No public proof-of-concept or exploit code has been published. The vulnerability is not listed in the CISA Known Exploited Vulnerabilities catalog. The EPSS probability sits in the higher percentile band, suggesting elevated interest relative to the broader CVE population.
Detection Methods for CVE-2024-38190
Indicators of Compromise
- Anomalous unauthenticated HTTP requests to Power Platform API endpoints from external networks
- Outbound data transfers from Power Platform connectors to unrecognized destinations
- Unexpected access to Power Platform environments from IP addresses not associated with tenant administrators
- Spikes in 403 or 200 response codes on Power Platform telemetry where authorization should have rejected the request
Detection Strategies
- Review Microsoft Purview and Power Platform audit logs for read operations performed by unauthenticated or anonymous principals
- Correlate Microsoft Entra ID sign-in telemetry with Power Platform activity to identify access without a matching authentication event
- Hunt for enumeration patterns against Power Platform service URLs in network proxy or cloud-access security broker logs
Monitoring Recommendations
- Enable Power Platform activity logging and forward events to a centralized SIEM for long-term retention
- Alert on access to high-value Dataverse tables, connectors, and environments from sources outside expected network ranges
- Track Microsoft Security Response Center advisories and Microsoft 365 message center notifications for service-side fixes affecting Power Platform
How to Mitigate CVE-2024-38190
Immediate Actions Required
- Confirm that Microsoft has applied the server-side fix by reviewing the Microsoft Security Update CVE-2024-38190 advisory
- Audit Power Platform environments for sensitive data that may have been exposed prior to remediation
- Rotate any secrets, API keys, or connection strings stored in Power Platform connectors that handle regulated data
- Restrict Power Platform tenant isolation settings to limit cross-tenant access where supported
Patch Information
Microsoft addressed CVE-2024-38190 in the Power Platform cloud service.

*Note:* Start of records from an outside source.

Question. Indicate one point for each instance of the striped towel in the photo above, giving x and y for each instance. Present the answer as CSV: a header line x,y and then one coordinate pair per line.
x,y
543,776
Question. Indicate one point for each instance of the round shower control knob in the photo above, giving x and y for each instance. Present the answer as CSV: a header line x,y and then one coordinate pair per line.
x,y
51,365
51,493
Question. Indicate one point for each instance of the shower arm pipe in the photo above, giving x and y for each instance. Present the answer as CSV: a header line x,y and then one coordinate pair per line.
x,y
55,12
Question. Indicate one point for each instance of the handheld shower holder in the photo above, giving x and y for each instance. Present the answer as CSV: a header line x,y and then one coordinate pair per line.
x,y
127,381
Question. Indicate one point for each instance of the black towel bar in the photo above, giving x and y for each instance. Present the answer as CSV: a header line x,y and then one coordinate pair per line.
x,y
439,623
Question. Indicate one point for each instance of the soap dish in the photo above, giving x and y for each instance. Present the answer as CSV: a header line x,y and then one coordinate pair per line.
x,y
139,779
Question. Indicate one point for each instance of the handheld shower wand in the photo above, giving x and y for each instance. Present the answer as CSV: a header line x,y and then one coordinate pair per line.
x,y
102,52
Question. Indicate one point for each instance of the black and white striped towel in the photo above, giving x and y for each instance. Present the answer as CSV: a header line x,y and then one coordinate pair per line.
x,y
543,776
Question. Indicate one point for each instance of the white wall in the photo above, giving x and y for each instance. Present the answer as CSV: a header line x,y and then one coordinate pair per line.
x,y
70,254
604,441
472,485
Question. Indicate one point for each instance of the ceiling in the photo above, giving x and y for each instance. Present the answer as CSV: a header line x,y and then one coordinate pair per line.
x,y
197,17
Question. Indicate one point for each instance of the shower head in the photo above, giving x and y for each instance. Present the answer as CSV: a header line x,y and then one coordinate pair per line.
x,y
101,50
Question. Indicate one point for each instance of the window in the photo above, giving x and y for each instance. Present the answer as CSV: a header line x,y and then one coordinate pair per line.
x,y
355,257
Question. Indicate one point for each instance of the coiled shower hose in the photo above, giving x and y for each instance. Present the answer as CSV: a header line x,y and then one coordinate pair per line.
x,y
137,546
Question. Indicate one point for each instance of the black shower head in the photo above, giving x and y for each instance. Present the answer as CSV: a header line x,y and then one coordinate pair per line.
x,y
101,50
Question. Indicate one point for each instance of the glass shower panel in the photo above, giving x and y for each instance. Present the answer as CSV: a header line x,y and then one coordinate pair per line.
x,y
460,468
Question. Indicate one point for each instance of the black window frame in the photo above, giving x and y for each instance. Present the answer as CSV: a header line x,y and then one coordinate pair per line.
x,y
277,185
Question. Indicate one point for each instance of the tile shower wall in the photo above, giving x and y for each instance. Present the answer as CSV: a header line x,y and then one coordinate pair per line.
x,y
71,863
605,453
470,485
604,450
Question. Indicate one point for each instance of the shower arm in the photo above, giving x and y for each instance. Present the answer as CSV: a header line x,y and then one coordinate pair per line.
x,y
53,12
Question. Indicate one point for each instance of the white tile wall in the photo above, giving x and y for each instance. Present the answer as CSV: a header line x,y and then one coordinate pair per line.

Because Power Platform is delivered as a managed service, the fix was deployed by Microsoft and does not require customers to install a binary patch. Refer to the Microsoft Security Update CVE-2024-38190 advisory for the official statement.
Workarounds
- Enforce conditional access policies that restrict Power Platform administrative endpoints to managed devices and known networks
- Apply Power Platform data loss prevention (DLP) policies to limit which connectors can transmit sensitive data
- Disable unused Power Platform environments and connectors to reduce exposed surface area
- Require multi-factor authentication on all Power Platform maker and administrator accounts to limit follow-on abuse
# Example: list Power Platform environments and review access using the Power Platform CLI
pac auth create --url https://orgname.crm.dynamics.com
pac admin list
pac admin list-app-users --environment <environment-id>
Disclaimer: This content was generated using AI. While we strive for accuracy, please verify critical information with official sources.